The band playfully calls its music "junk-folk," and while there are some loose moments and purposefully rudimentary percussion, the instrumentalists craft more than passable strains of bluegrass and folk. Newman is a fair strummer and is well-versed in the patterns of Americana songcraft, but it's Nick Nihira's work on banjo and mandolin that gives color to these tracks. (He also designed the woodsy, earth-toned album art and takes the lead on the dark-tinted song "Mary.") Shanie Latham's harmony vocals are a crucial element to the band's sound, though when paired with Newman's high tenor, some of the harmonies are less than distinct. Latham's voice sounds almost trepidatious on opening track "Whip-Poor-Will Holler" (one of a few songs here that's a little too by-the-numbers with its rural, rusticated signifiers), but he shows control and range on the gently loping "Place in My Heart" and elsewhere on the disc.

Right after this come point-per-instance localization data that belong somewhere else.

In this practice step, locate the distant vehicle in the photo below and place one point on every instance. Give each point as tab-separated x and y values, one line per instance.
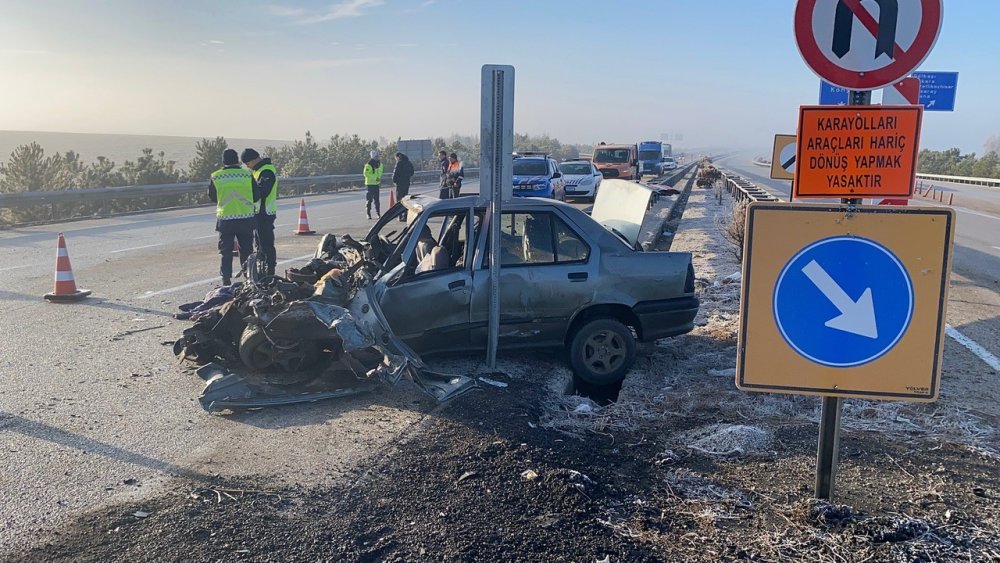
582	178
538	175
651	158
617	161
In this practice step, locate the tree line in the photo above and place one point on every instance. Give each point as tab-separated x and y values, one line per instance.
952	162
29	169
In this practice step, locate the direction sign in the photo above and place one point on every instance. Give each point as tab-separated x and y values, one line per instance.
937	90
844	302
903	93
783	157
830	95
848	45
856	151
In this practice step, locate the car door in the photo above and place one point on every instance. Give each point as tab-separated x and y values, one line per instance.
428	305
548	272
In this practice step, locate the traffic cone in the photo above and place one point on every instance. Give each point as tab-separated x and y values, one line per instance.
303	228
65	290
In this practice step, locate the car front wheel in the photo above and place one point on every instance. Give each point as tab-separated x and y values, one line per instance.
602	351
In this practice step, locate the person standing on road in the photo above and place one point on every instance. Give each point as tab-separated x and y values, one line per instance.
234	192
443	166
266	207
373	179
456	172
401	175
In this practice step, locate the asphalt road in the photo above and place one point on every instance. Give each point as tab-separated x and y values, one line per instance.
974	296
93	408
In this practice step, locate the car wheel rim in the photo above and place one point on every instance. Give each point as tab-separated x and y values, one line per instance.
604	352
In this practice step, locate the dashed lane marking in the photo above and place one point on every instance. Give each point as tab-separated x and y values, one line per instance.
174	289
973	347
136	248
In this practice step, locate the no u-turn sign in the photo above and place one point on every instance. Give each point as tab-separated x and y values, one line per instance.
866	44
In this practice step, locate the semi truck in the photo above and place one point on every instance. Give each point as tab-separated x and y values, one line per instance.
651	158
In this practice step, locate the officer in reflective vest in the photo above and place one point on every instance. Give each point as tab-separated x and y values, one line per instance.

Given his background in poetry, it's hardly surprising that Newman's lyrics are thoughtfully wrought -- though his words are always in service of the songs, and not vice-versa. He can write clever and layered blues songs, such as the Waits-ian "My Baby Cries When I Don't Come Home" and the genuinely funny "Five Bags of Poison," a rootin', tootin' ode to chemotherapy -- though some of those moments sound a little too much like artifice. His words are better when they sneak up on you, and Linoleum Angel is flecked with lines that ring with truth while they show the writer's scalpel-like precision.

"Song for the Dead of Winter" sounds like the title of a Gordon Lightfoot tune -- the music isn't too far off either -- but certain lyrics stand at attention: "Let me muddy the earth with blood from my veins and christen the dirt with spilled wine," Newman sings. In another context that could be some fin de siècle suicide note or a metalhead's creed, but amid cheery and strummy folk music it illuminates Newman's eye for detail and skill at turning a phrase.

Listen to the song "River Will Dream" off of the new album below:

The CharFlies Record Release 8 p.m. Friday, February 6. Off Broadway, 3509 Lemp Avenue. $8. 314-773-3363.